Hanya Allah Subhanahu wa Ta’ala yang dapat memberikan hidayah dan melindungi seorang anak dari kejelekan. Oleh karena itu, semestinya orangtua menyadari bahwa tak boleh semata bersandar pada hasil usaha mereka. Namun mereka harus menengadahkan tangan dan memohon kepada Allah Subhanahu wa Ta’ala.
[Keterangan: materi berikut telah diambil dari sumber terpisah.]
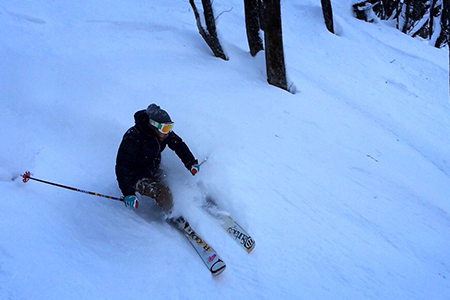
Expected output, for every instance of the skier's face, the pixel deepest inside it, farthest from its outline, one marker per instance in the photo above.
(161, 136)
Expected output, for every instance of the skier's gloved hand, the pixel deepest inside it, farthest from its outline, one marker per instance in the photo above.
(195, 168)
(131, 201)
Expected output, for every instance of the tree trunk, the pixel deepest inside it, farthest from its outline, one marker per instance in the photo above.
(210, 34)
(273, 39)
(252, 25)
(328, 15)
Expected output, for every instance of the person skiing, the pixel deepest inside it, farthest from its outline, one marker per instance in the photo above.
(139, 157)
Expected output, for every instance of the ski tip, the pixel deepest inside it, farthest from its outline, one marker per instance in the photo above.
(249, 245)
(218, 267)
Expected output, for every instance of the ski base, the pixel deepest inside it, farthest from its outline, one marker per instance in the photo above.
(208, 255)
(231, 226)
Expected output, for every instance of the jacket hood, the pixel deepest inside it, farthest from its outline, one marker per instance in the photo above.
(142, 122)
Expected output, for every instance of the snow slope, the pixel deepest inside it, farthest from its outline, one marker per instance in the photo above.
(344, 186)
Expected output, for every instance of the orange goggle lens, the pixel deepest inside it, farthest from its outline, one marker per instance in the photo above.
(162, 127)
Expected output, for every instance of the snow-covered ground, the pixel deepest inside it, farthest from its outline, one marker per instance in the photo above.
(345, 185)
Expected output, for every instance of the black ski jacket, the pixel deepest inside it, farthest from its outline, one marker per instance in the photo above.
(139, 154)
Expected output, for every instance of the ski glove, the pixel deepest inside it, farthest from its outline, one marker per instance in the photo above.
(194, 169)
(131, 201)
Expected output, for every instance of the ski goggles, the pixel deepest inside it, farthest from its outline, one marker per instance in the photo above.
(164, 128)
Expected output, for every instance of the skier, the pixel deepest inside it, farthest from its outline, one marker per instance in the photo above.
(139, 157)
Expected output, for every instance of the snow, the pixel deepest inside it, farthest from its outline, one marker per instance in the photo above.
(344, 185)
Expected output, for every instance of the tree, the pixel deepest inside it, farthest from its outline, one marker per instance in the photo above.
(328, 15)
(428, 19)
(210, 33)
(273, 40)
(252, 24)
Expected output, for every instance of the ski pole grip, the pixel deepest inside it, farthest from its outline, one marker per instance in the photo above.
(26, 176)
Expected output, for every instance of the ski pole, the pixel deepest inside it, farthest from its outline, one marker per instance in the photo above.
(205, 160)
(27, 176)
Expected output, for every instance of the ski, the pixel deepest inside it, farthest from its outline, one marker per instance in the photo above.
(208, 255)
(231, 226)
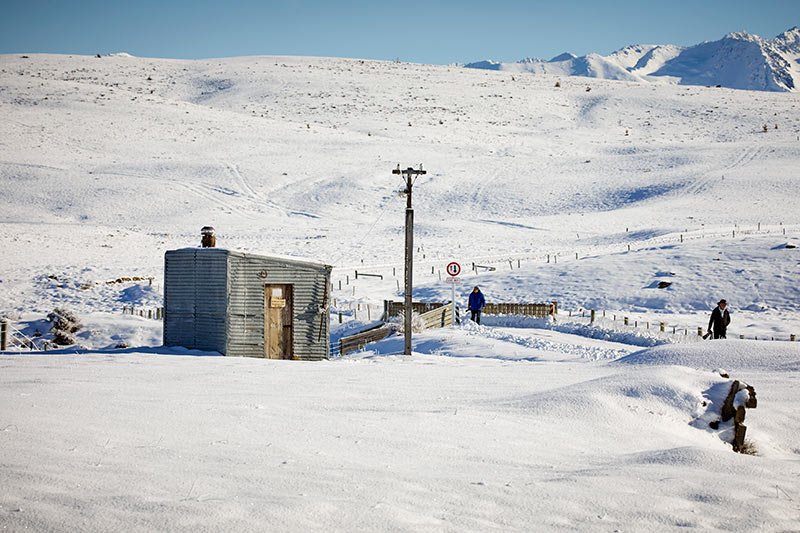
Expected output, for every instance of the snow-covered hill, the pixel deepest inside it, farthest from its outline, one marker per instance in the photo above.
(592, 193)
(738, 61)
(107, 162)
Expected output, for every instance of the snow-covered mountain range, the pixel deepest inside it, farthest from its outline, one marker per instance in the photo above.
(739, 61)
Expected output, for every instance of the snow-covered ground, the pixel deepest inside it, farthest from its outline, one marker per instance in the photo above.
(473, 432)
(589, 194)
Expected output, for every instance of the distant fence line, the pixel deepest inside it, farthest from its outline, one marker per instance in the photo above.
(479, 264)
(153, 313)
(595, 317)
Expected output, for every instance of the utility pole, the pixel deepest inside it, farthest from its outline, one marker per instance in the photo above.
(410, 176)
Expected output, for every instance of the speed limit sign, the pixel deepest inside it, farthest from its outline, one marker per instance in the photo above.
(453, 268)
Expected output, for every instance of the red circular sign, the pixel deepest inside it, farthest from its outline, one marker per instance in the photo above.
(454, 269)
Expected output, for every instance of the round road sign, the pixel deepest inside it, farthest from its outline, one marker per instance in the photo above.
(453, 268)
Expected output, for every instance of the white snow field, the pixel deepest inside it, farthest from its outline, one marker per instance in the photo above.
(590, 194)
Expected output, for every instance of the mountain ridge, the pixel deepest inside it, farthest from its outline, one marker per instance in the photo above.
(739, 60)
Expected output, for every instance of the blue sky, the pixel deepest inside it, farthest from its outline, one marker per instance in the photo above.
(433, 31)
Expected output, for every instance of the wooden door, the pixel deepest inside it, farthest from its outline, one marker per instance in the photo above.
(278, 316)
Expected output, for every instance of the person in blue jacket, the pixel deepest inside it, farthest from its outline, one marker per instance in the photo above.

Dalam Kitab-Nya yang mulia, Allah Subhanahu wa Ta’ala menyebutkan doa seorang yang telah mencapai umur 40 tahun:


“Wahai Rabbku, tunjukilah aku untuk mensyukuri nikmat-Mu yang telah Engkau karuniakan kepadaku dan kepada kedua orangtuaku, dan untuk melakukan amal shalih yang Engkau ridhai, dan berikanlah kebaikan kepadaku dengan kebaikan anak keturunanku.” (Al-Ahqaf: 15)

Tatkala dia berdoa untuk kebaikan dirinya, dia mendoakan pula anak keturunannya agar Allah Subhanahu wa Ta’ala memberikan kebaikan pada segala keadaan mereka. Disebutkan dalam ayat ini bahwa kebaikan anak cucu akan kembali manfaatnya bagi kedua orangtua mereka, berdasarkan firman-Nya. (Taisirul Karimir Rahman, hal. 781)

Demikian yang dimohon oleh hamba-hamba Ar-Rahman dalam doa mereka:


“Wahai Rabb kami, anugerahkanlah bagi kami pasangan-pasangan hidup dan keturunan sebagai penyejuk mata kami, dan jadikanlah kami pemimpin bagi orang-orang yang bertakwa.” (Al-Furqan: 74)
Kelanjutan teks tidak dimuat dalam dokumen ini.